Obama did not bother to visit the other areas hardest hit by Katrina, including the vast New Orleans East area, which remains the site of mile upon mile of flood damage, or the Mississippi and Alabama Gulf Coast.
It was not that Obama lacked time to go to these areas. The day after his stopover in New Orleans, he was back in the region for an event with George H. W. Bush, to mark the 20th anniversary of the former president’s “A Thousand Points of Light” foundation, at Texas A&M University. In all, Obama spent far more time with venture capitalists and Bush loyalists than with the people of New Orleans.
The visit to the Bush foundation was particularly provocative. It amounted to a message to the American people that when the next disaster hits, they should look to private charity, not the federal government, for assistance.
This is in keeping with the record of the Obama administration on reconstruction of the storm-ravaged Gulf Coast. Last month, the Institute for Southern Studies published a survey of 50 community leaders from coastal Texas, Louisiana, Mississippi and Alabama, who gave the Obama administration a D+ for its recovery efforts, only slightly better than the D- they awarded the Bush administration.
The only area where Obama rated a C- was in his willingness to “publicly acknowledge the challenges facing recovering Gulf Coast communities.” In other words, Obama is better than Bush in talking about recovery, but gets the same D’s for doing anything about it.
The administration’s lowest scores came on the biggest reconstruction issues: helping displaced families return home, rebuilding infrastructure, increasing protection against hurricanes, and reviving the coastal economy through job-creation.
The New Orleans Times-Picayune cited an Obama administration document revealing that the Second Congressional District of Louisiana, which comprises most of Orleans Parish and the entire city of New Orleans, was receiving the lowest amount of funding for any congressional district in the country from the economic stimulus package passed last February.
The social needs in the area remain enormous. According to a study by the Brookings Institution, there are 62,557 homes vacant or abandoned in Orleans Parish, about one third of the total number of homes in existence before Katrina.
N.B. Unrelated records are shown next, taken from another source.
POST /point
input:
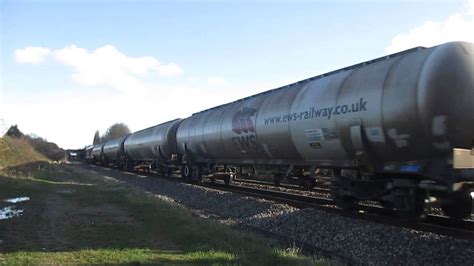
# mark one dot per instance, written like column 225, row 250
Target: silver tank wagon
column 113, row 150
column 410, row 113
column 97, row 152
column 153, row 145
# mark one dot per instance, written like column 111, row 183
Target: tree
column 115, row 131
column 96, row 138
column 14, row 132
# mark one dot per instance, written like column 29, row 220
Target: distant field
column 78, row 216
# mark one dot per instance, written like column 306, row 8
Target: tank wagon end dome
column 446, row 95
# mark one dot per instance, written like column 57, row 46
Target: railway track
column 431, row 223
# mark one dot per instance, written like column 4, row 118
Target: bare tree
column 14, row 132
column 96, row 138
column 116, row 131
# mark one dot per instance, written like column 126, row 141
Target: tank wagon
column 97, row 153
column 88, row 154
column 152, row 148
column 397, row 129
column 113, row 152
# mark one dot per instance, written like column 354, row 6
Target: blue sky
column 198, row 54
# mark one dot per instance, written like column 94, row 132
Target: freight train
column 398, row 130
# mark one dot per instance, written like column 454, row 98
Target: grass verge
column 79, row 217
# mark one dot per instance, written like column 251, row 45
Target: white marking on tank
column 438, row 125
column 401, row 140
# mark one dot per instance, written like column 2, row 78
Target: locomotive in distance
column 398, row 130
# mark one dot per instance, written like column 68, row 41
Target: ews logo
column 243, row 125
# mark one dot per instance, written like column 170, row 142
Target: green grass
column 17, row 151
column 76, row 216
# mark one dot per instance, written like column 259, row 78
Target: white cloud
column 105, row 65
column 31, row 55
column 217, row 81
column 457, row 27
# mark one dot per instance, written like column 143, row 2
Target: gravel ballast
column 343, row 238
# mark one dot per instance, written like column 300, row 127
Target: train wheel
column 277, row 180
column 187, row 172
column 227, row 180
column 198, row 174
column 458, row 205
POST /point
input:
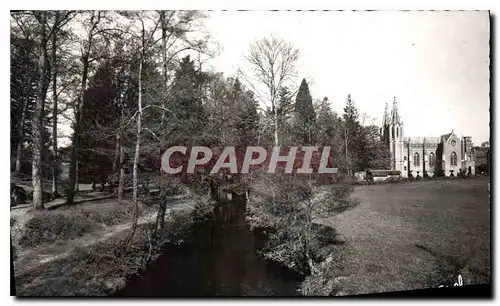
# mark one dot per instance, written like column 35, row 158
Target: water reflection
column 221, row 260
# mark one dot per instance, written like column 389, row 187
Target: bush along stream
column 219, row 257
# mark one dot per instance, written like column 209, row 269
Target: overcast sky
column 435, row 63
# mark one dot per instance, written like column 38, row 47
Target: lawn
column 414, row 235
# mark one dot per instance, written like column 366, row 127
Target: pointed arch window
column 432, row 159
column 453, row 159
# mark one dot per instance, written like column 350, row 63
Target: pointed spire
column 386, row 119
column 395, row 114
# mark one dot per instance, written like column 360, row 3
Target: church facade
column 425, row 156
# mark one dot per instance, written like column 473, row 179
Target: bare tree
column 273, row 63
column 42, row 86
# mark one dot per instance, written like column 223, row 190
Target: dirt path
column 32, row 258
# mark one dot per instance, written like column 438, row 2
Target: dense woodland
column 131, row 84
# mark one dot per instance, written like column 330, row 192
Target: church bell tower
column 392, row 135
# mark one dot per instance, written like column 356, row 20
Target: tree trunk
column 78, row 114
column 136, row 156
column 38, row 116
column 55, row 161
column 76, row 133
column 21, row 136
column 121, row 179
column 160, row 216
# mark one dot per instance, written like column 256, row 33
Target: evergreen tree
column 187, row 100
column 247, row 117
column 304, row 115
column 351, row 136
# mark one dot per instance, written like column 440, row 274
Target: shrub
column 287, row 206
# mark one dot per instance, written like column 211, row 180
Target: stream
column 220, row 260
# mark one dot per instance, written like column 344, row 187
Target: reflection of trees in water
column 219, row 259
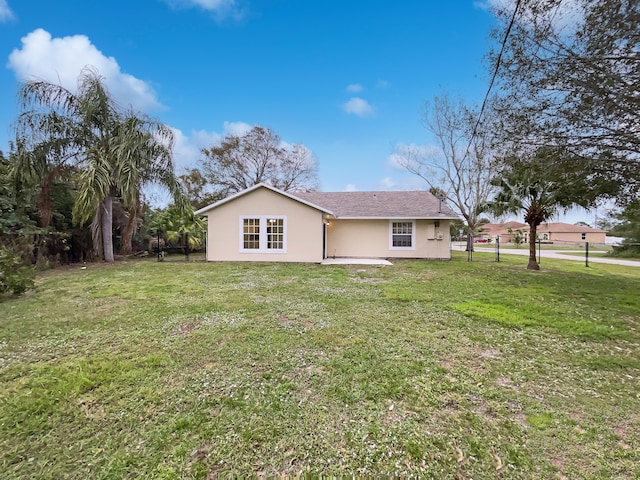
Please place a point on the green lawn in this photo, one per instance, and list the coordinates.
(431, 369)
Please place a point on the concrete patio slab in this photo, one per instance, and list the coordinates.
(356, 261)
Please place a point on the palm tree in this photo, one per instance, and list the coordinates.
(116, 153)
(540, 187)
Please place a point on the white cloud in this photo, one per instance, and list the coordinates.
(388, 183)
(60, 61)
(236, 128)
(221, 8)
(358, 106)
(411, 153)
(566, 15)
(5, 12)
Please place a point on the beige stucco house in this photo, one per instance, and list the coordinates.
(263, 223)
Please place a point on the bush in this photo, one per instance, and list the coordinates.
(15, 276)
A survey showed that 40 percent of these abandoned or vacant homes showed signs of habitation, in some cases by the former owners attempting to rebuild, in other cases by squatters and the homeless.
The Katrina Recovery Index published by the Institute of Southern Studies gives a glimpse of the dimensions of the social crisis in New Orleans, more than four years after Katrina:
• 100,000 displaced persons from New Orleans are now living in Houston, Texas.
• The percentage of households with children in New Orleans has fallen from 30 percent to 20 percent.
• Only 752 federal housing vouchers have been issued in New Orleans; since the waiting list for vouchers was established, 16 people on it have died.
• Rents in New Orleans are up 40 percent since Katrina.
• Demand for emergency food relief at New Orleans-area food pantries is up 35 percent.
• 60 percent of New Orleans school children now attend privately-operated charter schools.
• 43 percent of the city’s medical facilities have not reopened since Katrina.
• Two-thirds of the city’s population reports chronic health problems, up 45 percent since 2006.
• The suicide rate in New Orleans is up 200 percent since Katrina, while only one local hospital provides in-patient mental health care.
• Louisiana ranks 50th among US states for overall health care quality.